On June 4th, President Trump, citing authority under the National Emergencies Act, issued an Executive Order laying out the Administration’s new policy. Over the next 30 days, a host of agencies, including the Department of Transportation, Department of the Interior, Department of Defense, and the Army Corps of Engineers will identify infrastructure projects that meet the criteria for approval expedition.

The Executive Order comes as the Council for Environmental Quality is looking to completely overhaul, streamline, and speed up the process for projects requiring review under the National Environmental Policy Act – more commonly known as the NEPA Process. If the Administration wants to make transportation projects part of its recovery efforts, then rapid completion of NEPA reviews is essential. Under the current rules, only 7% of reviews for federal highway projects are completed in under two years, with 60% of reviews taking longer than six years.

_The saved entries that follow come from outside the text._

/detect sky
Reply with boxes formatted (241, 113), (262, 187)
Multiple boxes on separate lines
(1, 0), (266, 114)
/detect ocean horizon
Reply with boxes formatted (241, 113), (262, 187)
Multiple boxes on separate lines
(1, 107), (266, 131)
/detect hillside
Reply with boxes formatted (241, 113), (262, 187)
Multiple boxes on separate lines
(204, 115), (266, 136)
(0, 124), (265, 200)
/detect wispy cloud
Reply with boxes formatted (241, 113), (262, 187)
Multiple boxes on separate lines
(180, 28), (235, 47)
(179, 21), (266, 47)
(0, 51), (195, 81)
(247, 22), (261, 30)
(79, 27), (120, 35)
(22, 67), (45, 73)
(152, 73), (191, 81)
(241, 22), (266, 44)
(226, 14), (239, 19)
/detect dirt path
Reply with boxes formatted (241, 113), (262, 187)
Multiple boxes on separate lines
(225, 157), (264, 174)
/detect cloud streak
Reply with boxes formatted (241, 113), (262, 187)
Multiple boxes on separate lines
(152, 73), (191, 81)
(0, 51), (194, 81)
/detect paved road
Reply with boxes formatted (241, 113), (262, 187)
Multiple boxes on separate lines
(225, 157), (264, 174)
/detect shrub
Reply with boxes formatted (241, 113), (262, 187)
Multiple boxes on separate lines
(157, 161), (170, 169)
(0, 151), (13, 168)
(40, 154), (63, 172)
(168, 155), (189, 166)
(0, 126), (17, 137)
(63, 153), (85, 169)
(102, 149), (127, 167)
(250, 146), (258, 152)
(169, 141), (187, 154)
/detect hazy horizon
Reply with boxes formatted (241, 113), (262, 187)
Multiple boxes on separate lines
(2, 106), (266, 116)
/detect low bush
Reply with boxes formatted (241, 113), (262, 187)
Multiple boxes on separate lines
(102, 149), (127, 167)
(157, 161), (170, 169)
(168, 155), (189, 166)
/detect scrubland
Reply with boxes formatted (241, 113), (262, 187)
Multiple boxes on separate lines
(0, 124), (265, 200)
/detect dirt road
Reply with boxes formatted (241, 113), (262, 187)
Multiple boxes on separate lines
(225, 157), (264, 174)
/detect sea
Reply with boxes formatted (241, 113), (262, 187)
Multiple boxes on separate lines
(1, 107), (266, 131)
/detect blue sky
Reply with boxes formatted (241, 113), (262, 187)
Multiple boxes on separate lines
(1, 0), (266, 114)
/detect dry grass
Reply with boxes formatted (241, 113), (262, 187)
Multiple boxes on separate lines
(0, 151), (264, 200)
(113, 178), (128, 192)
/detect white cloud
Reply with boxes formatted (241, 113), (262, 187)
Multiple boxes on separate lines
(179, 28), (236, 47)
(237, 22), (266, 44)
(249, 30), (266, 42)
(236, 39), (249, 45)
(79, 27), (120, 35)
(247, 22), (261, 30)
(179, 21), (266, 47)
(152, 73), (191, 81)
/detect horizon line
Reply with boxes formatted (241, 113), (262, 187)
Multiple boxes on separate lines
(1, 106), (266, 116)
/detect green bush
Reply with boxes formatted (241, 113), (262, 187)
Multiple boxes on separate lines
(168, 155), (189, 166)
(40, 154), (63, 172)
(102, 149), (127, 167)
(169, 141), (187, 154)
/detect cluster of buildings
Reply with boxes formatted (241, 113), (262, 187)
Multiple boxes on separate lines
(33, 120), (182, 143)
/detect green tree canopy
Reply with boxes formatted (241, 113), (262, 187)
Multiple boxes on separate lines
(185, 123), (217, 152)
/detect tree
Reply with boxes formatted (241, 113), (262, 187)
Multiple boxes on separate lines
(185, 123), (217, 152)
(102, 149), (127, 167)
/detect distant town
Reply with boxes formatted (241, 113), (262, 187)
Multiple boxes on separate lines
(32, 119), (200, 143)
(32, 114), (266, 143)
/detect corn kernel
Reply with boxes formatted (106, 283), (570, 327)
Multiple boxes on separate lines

According to the Executive Order, “The need for continued progress in this streamlining effort is all the more acute now, due to the ongoing economic crisis.  Unnecessary regulatory delays will deny our citizens opportunities for jobs and economic security, keeping millions of Americans out of work and hindering our economic recovery from the national emergency.”

Responses to the new Executive Order are mixed. Streamlining the NEPA process has long been a target for industry and Republicans alike, and have hailed the President’s efforts to fast track infrastructure projects.

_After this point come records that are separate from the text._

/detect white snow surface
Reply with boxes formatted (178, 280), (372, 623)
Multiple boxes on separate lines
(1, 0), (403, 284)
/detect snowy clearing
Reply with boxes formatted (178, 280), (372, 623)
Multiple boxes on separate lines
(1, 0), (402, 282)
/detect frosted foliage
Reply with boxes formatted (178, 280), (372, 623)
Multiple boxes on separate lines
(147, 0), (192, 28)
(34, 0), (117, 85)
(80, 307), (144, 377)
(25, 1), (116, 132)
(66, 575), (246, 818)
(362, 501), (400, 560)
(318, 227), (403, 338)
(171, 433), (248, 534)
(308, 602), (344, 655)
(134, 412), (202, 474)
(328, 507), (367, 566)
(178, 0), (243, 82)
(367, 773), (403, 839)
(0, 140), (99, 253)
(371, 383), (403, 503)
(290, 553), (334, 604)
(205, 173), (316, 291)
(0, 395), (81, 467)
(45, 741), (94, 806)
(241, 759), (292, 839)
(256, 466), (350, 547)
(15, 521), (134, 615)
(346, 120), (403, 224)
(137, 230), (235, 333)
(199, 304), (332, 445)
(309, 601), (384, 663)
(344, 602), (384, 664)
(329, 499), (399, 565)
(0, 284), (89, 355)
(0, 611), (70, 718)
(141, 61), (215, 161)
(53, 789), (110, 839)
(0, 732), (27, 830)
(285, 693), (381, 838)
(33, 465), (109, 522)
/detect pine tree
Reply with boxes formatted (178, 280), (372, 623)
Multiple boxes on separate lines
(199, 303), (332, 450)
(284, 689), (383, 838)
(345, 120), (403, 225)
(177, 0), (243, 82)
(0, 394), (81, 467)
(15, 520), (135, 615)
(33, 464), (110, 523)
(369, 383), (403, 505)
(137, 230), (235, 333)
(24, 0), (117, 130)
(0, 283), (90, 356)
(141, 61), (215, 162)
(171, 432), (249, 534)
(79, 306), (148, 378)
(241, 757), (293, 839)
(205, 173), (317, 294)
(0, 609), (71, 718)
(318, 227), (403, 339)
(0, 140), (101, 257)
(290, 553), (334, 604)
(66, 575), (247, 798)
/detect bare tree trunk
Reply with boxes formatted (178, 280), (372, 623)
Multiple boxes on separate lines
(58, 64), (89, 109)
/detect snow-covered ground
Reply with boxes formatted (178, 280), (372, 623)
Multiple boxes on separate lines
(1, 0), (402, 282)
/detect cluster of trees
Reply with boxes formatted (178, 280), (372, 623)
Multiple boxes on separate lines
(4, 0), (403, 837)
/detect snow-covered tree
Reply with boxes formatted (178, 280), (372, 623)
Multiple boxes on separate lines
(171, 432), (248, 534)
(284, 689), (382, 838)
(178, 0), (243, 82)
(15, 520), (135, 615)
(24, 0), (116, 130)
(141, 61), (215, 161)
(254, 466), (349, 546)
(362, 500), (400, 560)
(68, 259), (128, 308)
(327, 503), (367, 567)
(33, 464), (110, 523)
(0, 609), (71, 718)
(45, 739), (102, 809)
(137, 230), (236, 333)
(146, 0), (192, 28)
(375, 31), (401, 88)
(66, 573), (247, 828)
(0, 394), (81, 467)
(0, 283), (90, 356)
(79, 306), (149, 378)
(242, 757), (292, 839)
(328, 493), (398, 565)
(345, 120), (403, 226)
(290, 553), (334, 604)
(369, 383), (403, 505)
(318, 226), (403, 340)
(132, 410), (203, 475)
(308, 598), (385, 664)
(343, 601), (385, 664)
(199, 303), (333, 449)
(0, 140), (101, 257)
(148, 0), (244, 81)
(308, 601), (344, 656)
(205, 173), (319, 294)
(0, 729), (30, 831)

Representative Sam Graves, Ranking Member of the House Transportation Committee said in a statement: “Time is money, so eliminating delays that hold up or kill projects will have the same impact as increasing funding, and it will let workers get back on the job improving our infrastructure.”

However, environmental groups say the Executive Order stacks the deck against efforts to protect the environment.

Gina McCarthy, the Administrator for the Environmental Protection Agency and now head of the National Resources Defense Council, released her own statement: “Instead of trying to ease the pain of a nation in crisis, President Trump is focused on easing the pain of polluters. Abusing emergency powers to deep-six necessary environmental reviews is utterly senseless.”

As America shifts into recovery mode, expect more out of the box thinking from the Trump Administration. Even if the Executive Order gets challenged in court, expect the agencies to work swiftly to build a list of truly shovel ready projects.